From research and policy to Now Teach trainee
Where: Oasis Academy Shirley Park
I worked for 15 years in research and policy in international development around areas of child protection. In my twenties I worked for organisations like Unicef, then I had kids and became a consultant. When you do consultancy work for a long period, it gets to the point where you either lose touch with the issues. And the last piece of work I did wrung me dry – you get a 30 day contract and invariably end up working 50 days for it. I thought – what do I want for the next 20 years? Not this. I wanted to get more hands on.
Getting involved in Now Teach happened so quickly. I wanted to make sure I made the right decision so I spent a week in the school I’m now in. I wanted to actually see what happens and get into the staff room – would I get on with teachers from different stages of life? At the end of that week I had to teach a lesson, and I was accepted onto the programme.

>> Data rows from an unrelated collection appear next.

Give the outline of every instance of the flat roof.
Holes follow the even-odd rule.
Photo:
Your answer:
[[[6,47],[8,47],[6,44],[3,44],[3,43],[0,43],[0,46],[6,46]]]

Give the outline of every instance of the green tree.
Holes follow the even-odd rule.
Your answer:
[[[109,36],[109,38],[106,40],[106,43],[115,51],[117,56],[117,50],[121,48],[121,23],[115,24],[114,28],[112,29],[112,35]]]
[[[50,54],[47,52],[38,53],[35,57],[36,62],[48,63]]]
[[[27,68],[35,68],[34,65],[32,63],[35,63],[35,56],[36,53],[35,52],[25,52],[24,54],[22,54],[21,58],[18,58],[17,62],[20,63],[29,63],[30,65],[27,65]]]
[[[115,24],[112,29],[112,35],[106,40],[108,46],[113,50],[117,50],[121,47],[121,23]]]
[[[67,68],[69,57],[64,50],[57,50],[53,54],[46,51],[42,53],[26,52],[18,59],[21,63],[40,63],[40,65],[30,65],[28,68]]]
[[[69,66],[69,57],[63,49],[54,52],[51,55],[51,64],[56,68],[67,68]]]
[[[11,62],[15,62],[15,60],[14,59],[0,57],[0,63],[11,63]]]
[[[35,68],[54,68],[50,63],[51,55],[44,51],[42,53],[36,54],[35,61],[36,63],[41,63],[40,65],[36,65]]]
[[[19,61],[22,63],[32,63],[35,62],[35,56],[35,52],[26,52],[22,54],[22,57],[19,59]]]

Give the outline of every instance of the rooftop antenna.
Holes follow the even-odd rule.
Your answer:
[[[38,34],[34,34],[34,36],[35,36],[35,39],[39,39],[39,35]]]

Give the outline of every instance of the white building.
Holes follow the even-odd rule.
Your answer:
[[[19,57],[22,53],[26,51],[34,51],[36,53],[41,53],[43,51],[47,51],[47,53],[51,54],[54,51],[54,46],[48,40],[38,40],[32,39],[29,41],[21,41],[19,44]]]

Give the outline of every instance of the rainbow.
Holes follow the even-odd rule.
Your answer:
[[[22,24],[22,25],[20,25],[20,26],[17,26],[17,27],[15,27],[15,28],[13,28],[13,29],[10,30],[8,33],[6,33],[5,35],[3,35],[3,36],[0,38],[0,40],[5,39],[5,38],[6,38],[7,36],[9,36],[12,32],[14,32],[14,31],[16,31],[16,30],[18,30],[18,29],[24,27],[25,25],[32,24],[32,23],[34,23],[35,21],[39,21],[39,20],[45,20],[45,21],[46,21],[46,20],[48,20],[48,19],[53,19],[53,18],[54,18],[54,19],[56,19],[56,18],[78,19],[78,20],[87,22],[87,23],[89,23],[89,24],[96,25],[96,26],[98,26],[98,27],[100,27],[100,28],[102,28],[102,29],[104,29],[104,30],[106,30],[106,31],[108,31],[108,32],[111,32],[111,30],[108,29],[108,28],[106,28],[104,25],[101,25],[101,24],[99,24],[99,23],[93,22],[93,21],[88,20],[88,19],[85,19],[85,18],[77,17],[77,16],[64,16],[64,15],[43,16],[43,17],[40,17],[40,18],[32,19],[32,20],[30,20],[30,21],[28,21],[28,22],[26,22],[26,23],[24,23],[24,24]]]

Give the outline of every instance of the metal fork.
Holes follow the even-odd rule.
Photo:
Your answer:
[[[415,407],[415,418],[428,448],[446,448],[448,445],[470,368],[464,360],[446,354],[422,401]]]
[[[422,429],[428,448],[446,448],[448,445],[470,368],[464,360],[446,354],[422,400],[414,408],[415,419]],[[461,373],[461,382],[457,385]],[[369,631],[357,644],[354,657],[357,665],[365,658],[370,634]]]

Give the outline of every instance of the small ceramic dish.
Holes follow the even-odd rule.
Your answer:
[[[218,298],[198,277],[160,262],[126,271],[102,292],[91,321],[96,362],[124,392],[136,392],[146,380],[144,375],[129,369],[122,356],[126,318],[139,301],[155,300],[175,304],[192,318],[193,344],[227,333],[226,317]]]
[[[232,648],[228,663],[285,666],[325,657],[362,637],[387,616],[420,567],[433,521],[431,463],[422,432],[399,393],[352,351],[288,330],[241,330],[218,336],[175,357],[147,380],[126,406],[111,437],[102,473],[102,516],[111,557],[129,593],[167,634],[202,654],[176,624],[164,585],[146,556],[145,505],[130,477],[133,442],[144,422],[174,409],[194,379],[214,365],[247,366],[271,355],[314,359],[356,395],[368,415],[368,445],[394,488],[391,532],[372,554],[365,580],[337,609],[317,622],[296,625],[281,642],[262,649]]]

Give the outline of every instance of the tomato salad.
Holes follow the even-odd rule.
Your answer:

I wanted to make sure I made the right decision so I spent a week in the school I’m now in.
Sorting out logistics
Starting as a trainee, one of the biggest issues for me was sorting out childcare for my three children aged 12, 10 and seven. Having had flexibility being self-employed for 10 years, I suddenly had none! I had to make sure what the options were. I do still struggle with that adjustment. You have to be at school regardless of what else is going on. My son broke his ankle a few weeks ago and suddenly you have a hospital appointment, and it’s oh my God! And he’s got crutches so can’t get to school on the bus. So there are logistical problems to deal with.
‘I’ve had quite a few political hiccups between my training provider and the school which has been the least enjoyable part. The issues were around how much I was left in the classroom on my own – literally from week one, not having had a day of training. That was interesting. One of the reasons I’ve had such a heavy timetables, is that there’s no head of department and all the other Geography teachers are new and don’t know the school. There are difficulties still. I’m building relationship with the school and the pupils and I’m finding my provider incredibly unhelpful.
I really like the students and it’s nice to see that relationship building.
Building relationships with students
In all of my classes – bar one – I’ve got good relationships with the students. Initially you think, “I don’t know if I taught them anything” so it’s quite good when they have progress checks and you can see oh good, they’ve learned something! With my Year 11 class it took about 4-5 weeks to get something out of them, as they had a really bad Year 10. They’d missed a lot of content so they were feeling very defeated, thinking they were going to fail. I’m now doing extra revision classes with them before and after school, and it’s making a real difference to them. They’re much more enthusiastic.
I really like the students and it’s nice to have that relationship building – getting to know them and encouraging them. The school does have a really clear behaviour approach – I know that a weakness of mine is that I’m not very good at being strict enough. I realise I need to crack down on the bad behaviour in some sets because there are kids that want to learn.
Learning new skills on the job
I probably struggled less with my teacher persona because I’m used to teaching yoga. It’s a very different thing because with yoga, people want to be there, but I’m used to planning lessons, being at the front of the room, assessing students and so on. I know that from some of my feedback from observations was around language. You’re so used to asking politely, whereas in teaching it should be commands like, “pick up your pen” rather than using please and thank you.
I got some really good advice from someone before I started the training. They said, “Just enjoy the summer, don’t read too much.” And it’s true – I don’t think reading all these guides on teaching would have made sense until I got into the classroom. In the summer I would have thought, “Of course I won’t let my Year 10s throw biscuits around the room” – it’s only when it happens to you that you can look for advice on how to manage it.